The Courage to Share: Dr. Paul Kurlansky on the Importance of Publishing Adverse Surgical Outcomes

Heart surgeons doing an operation in the OR

A study you co-authored was recently shared on X (Twitter) by a heart surgeon who said, “What a great article on adverse events in aortic root surgery. So refreshing to see a surgical group honestly reporting negative experiences, which we can all learn from and improve on. Bravo.”

It struck me as a unique opportunity to dive a little bit deeper into that statement and explore the significance of this research presented by the Division of Cardiothoracic Surgery and published in the latest issue of The Annals of Thoracic Surgery:

Adverse Technical Events During Aortic Root Replacement

Authors: Megan Chung MD, Kavya Rajesh BS, Yu Hohri MD, PhD, Yanling Zhao MS, Chunhui Wang MD, MPH, Christine Chan CCP, Yuji Kaku MD, Koji Takeda MD, PhD, Isaac George MD, Michael Argenziano MD, Craig Smith MD, Paul Kurlansky MD, Hiroo Takayama MD, PhD

Can you talk a little about why publishing a study like this is so important?

I had the pleasure and honor of working with Dr. Takayama on many of his research projects. When he decided to pursue this study, I advised him that the editors would either love or hate him for it. You see, surgeons don’t typically publish these kinds of results. I really congratulate him for his courage. The classic paradigm in surgery is, "We did X many cases, had great results," or "Our technique is superior." It's rare for a surgical team to come forward and say, "We ran into these problems." But it's incredibly important.

It seems like the study breaks from tradition by sharing real-world challenges. Were there any precedents for this kind of transparency?

There was actually an old company called Cope that used to hold a yearly conference, completely off-the-grid. Surgeons would present their worst disasters, and the other attendees would respond by sharing their own bad outcomes. It was informal, with no publications or societal oversight, but it was a candid space for people to learn from mistakes. However, public disclosure of negative outcomes is rare, even today. This study and the editorial comment by master surgeon Tirone David, which followed it, provided invaluable insights for other surgeons. It addressed mistakes to watch for during this type of surgery—critical information that you don’t often see in print.

Surgeons are human, and mistakes happen. With that said, how can the profession protect patients from surgical errors?

You’re right. Surgeons are human, and we learned a lot from the airline industry’s approach to safety. In the 1970s and 80s, there were landmark aviation disasters, and it became clear that one person’s mistake could lead to tragedy if no one questioned the decision.

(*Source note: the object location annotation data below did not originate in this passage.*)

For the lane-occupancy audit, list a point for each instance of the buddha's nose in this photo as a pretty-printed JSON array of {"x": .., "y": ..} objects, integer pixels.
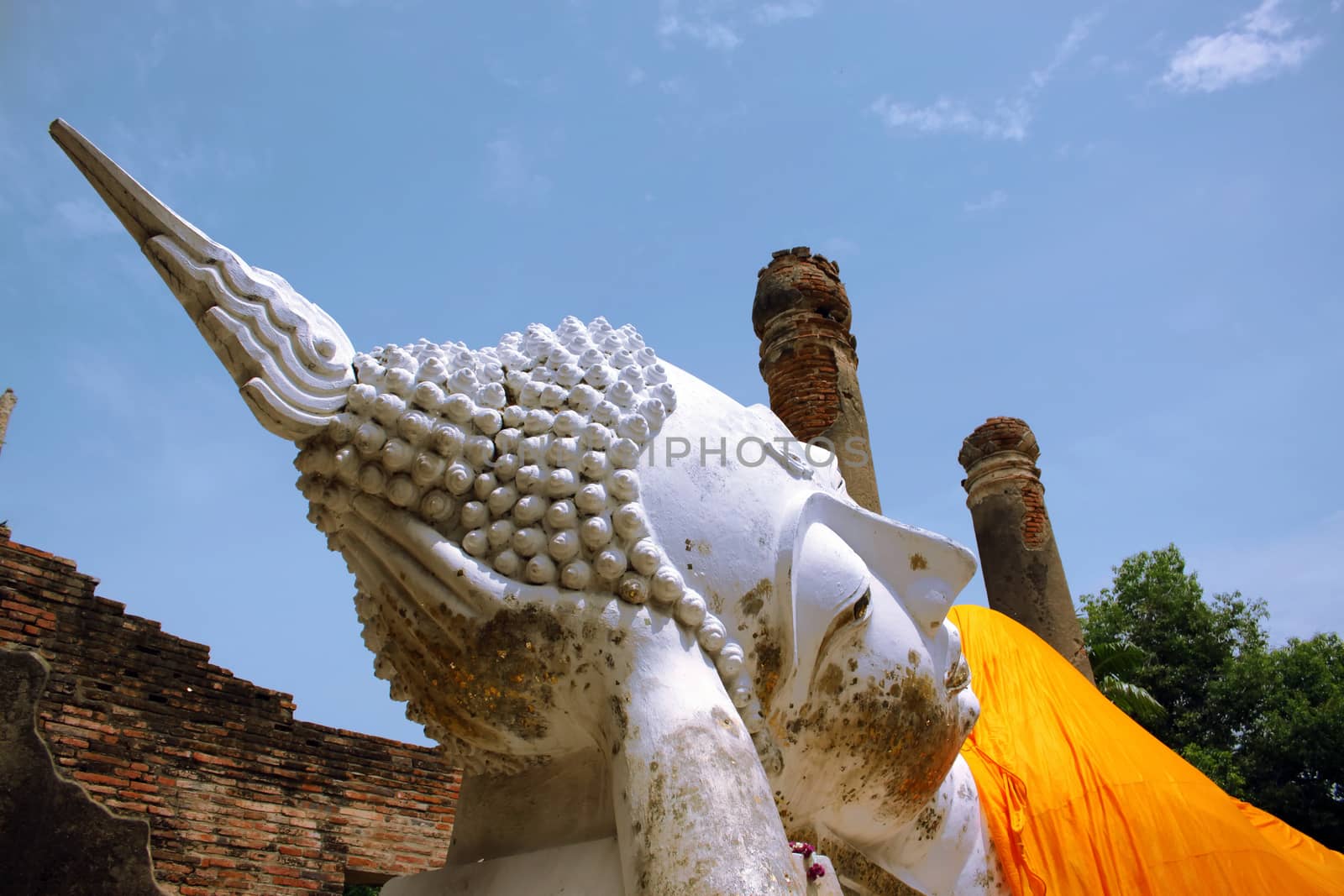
[{"x": 927, "y": 571}]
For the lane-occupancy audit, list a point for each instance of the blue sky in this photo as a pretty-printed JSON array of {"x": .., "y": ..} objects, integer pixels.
[{"x": 1119, "y": 222}]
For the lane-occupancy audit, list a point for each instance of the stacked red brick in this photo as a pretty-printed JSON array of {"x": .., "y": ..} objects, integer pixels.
[
  {"x": 1019, "y": 559},
  {"x": 810, "y": 364},
  {"x": 241, "y": 797}
]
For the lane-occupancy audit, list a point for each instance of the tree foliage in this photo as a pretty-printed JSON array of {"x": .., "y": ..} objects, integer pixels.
[
  {"x": 1113, "y": 665},
  {"x": 1267, "y": 725}
]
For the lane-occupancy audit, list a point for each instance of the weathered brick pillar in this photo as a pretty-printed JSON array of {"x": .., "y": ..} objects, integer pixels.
[
  {"x": 808, "y": 360},
  {"x": 7, "y": 401},
  {"x": 1023, "y": 574}
]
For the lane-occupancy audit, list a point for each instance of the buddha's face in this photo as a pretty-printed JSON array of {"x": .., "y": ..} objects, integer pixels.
[{"x": 842, "y": 614}]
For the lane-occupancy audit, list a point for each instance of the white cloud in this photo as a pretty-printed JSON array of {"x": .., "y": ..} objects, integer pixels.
[
  {"x": 998, "y": 199},
  {"x": 87, "y": 217},
  {"x": 717, "y": 24},
  {"x": 1254, "y": 47},
  {"x": 773, "y": 13},
  {"x": 1079, "y": 33},
  {"x": 510, "y": 174},
  {"x": 702, "y": 24},
  {"x": 1005, "y": 118}
]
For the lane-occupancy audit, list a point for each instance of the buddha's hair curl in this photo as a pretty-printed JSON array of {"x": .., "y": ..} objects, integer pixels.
[{"x": 526, "y": 456}]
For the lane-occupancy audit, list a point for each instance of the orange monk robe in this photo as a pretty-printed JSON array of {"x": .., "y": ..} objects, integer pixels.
[{"x": 1079, "y": 799}]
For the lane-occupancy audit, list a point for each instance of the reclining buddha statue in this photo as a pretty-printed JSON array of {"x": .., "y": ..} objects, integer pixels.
[{"x": 638, "y": 616}]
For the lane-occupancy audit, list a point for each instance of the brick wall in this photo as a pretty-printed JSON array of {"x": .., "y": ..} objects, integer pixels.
[{"x": 241, "y": 797}]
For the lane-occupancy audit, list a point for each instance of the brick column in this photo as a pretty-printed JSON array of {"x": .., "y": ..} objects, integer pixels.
[
  {"x": 7, "y": 401},
  {"x": 808, "y": 360},
  {"x": 1019, "y": 559}
]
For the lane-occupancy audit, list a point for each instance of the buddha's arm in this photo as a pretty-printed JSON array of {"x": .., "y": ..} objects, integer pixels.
[{"x": 947, "y": 851}]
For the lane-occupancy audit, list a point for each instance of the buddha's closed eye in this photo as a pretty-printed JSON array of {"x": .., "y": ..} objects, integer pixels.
[{"x": 853, "y": 613}]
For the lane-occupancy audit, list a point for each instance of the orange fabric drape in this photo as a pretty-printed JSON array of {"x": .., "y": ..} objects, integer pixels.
[{"x": 1082, "y": 801}]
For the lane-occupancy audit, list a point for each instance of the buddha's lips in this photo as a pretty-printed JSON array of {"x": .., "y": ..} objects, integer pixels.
[{"x": 958, "y": 674}]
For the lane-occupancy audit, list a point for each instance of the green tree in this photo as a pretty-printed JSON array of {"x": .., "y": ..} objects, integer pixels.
[
  {"x": 1159, "y": 607},
  {"x": 1289, "y": 747},
  {"x": 1267, "y": 725},
  {"x": 1115, "y": 664}
]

That culture changed when the airline industry adopted protocols that encouraged anyone who noticed something wrong to speak up. It’s similar in surgery: if one person makes a mistake, the whole team has the responsibility to catch it. That's why awareness and empowerment within the surgical team are essential to prevent errors from impacting patient outcomes.

Do you think publishing adverse outcomes can change how surgical teams approach challenges in the operating room?

Absolutely. There’s a long-standing tradition in academic surgery called Morbidity and Mortality Conferences, where we discuss behind closed doors the bad things that happen, especially mortalities. It’s an educational space. The point is not to accuse or blame, but to learn from each case. What can be applied to future situations? The more aware you are of possible complications, the better prepared you’ll be. But part of the challenge is that these events are rare. It’s hard to keep rare events top of mind when they don’t happen frequently.

Looking at the data, was there anything that surprised you?

Not really. In fact, it was reassuring that some of the adverse events were as rare as they were. Maybe I’m jaded, but there weren’t any shocking revelations. It’s important to share these occurrences, though, because putting them in proportion helps people understand the risks.

How might this data be valuable to other institutions?

Publishing this data allows other institutions to look at their own complication rates and compare them. It creates a learning opportunity. That said, for a patient, this information would be difficult to interpret. The numbers might be reassuring in terms of low percentages, but the concept of "adverse technical events" may sound alarming. It's different from complications, which are often patient-related events. Adverse technical events are more about surgical mishaps.

In terms of training, how could reviewing adverse events data help young surgeons?

It’s crucial for training. They don’t call it the "practice" of medicine for nothing. Surgery, especially cardiac surgery, is incredibly humbling. You can be the most experienced surgeon, but occasionally things just don’t go well. I’ve seen even the best surgeons face adverse events. Part of training is learning how to cope when things go sideways, and it’s something you develop over time. Reviewing adverse event data would give trainees insight into the unexpected challenges that may arise and prepare them to react quickly.

As a final takeaway, what do you think is the most important message from publishing studies like this one?

Transparency is key. We need to celebrate our successes, but we must also recognize and learn from our failures. It’s only through this kind of transparency that we can truly improve as a profession.